Nas primeiras horas, a subida foi fácil. Mas, com o correr do tempo e o desgaste físico, a caminhada ficava cada vez mais difícil, levando o menino a pensar novamente se não seria melhor retornar para casa, como tinha feito em outra tentativa.
Parou e olhou par trás. Viu a humilde vila onde havia residido, notando que o que até então parecia grande não passava de um ponto na imensidão do vale.
Mas dessa vez, determinado em se deparar com o desconhecido, o outro lado das montanhas, Bachir prosseguiu. Levou um dia e uma noite inteira para chegar ao topo de uma das montanhas que o desafiava, até que no dia seguinte conseguisse chegar lá.
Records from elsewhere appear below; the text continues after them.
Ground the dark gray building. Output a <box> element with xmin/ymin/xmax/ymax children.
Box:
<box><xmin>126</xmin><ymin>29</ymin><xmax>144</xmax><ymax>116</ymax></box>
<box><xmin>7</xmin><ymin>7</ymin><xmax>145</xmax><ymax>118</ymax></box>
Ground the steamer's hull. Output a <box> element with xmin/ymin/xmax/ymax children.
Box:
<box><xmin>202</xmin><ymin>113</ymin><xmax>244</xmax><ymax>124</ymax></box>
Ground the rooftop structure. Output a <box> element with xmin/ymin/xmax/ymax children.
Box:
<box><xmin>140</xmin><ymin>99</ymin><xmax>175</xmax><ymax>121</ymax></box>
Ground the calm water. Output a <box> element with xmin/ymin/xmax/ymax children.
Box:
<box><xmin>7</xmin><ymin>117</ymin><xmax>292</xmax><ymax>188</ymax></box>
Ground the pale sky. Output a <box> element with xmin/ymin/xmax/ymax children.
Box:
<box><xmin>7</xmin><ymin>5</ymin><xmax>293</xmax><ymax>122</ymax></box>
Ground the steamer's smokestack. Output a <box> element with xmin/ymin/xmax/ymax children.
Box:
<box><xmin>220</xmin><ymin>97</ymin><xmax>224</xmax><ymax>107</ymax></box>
Tendo chegado ao topo de uma das montanhas, Bachir se deparou com uma paisagem muito diferente daquela a que estava habituado. Ao contrário de uma pequena vila no meio de um vale como solo árido, desta vez podia ver as riquezas naturais que se espalhavam bem a sua frente. A exuberância de uma extensa planície verde tomava conta do cenário que estava bem ali à frente do menino.
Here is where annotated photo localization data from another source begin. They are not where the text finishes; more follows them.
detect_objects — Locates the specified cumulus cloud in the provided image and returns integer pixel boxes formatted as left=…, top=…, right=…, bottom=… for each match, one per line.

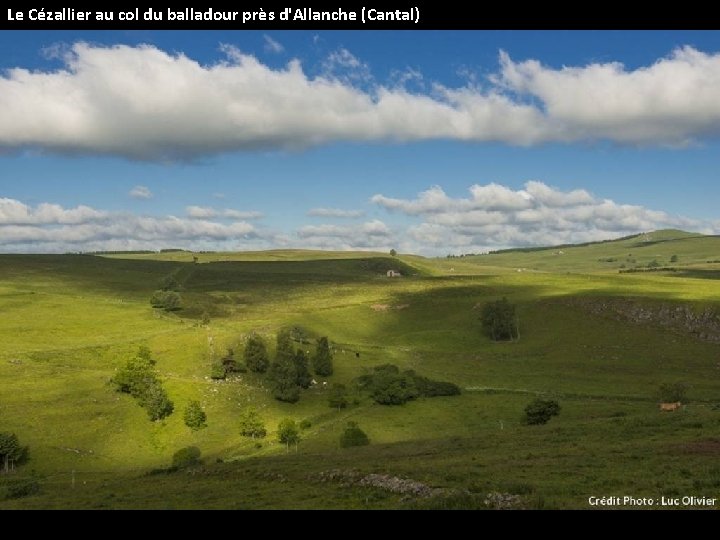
left=186, top=206, right=264, bottom=220
left=297, top=220, right=393, bottom=250
left=307, top=208, right=366, bottom=219
left=263, top=35, right=284, bottom=54
left=0, top=198, right=263, bottom=253
left=129, top=186, right=153, bottom=199
left=373, top=182, right=716, bottom=253
left=3, top=43, right=720, bottom=160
De início, foi tomado pela emoção, ao ver a paisagem mais rica que tinha visto em sua vida. Nunca tinha visto tanta riqueza, já que os extensos campos verdes e as fontes de água contrastavam como aquela paisagem árida do vale onde havia habitado.
Mas a emoção foi abalada pelas lembranças e pelo temor de seguir adiante. Como seguir em frente, rumo a lugares desconhecidos? Será que valeria a pena aceitar o desafio em troca de uma vida modesta mais segura?
A essa altura, Bachir já havia caminhado bastante para olhar para trás e rever a vila onde havia passado sua vida.
E foi naquele momento que decidiu seguir em frente. Se dispos a carregar consigo somente as lembranças do lugar onde viveu até então e das pessoas com quem conviveu.
Foi ali que sentiu que era o momento de ruptura, de busca pelo novo, de amplitude de concepção do sentido de sua própria existência. Pela primeira vez, compreendeu que viver a vida implica correr riscos.
E assim, Bachir partiu rumo ao desconhecido e à imensidão de possibilidades que a vida lhe reservara, diante do cenário que estava ali bem a sua vista e com a coragem de seguir em frente. E partiu.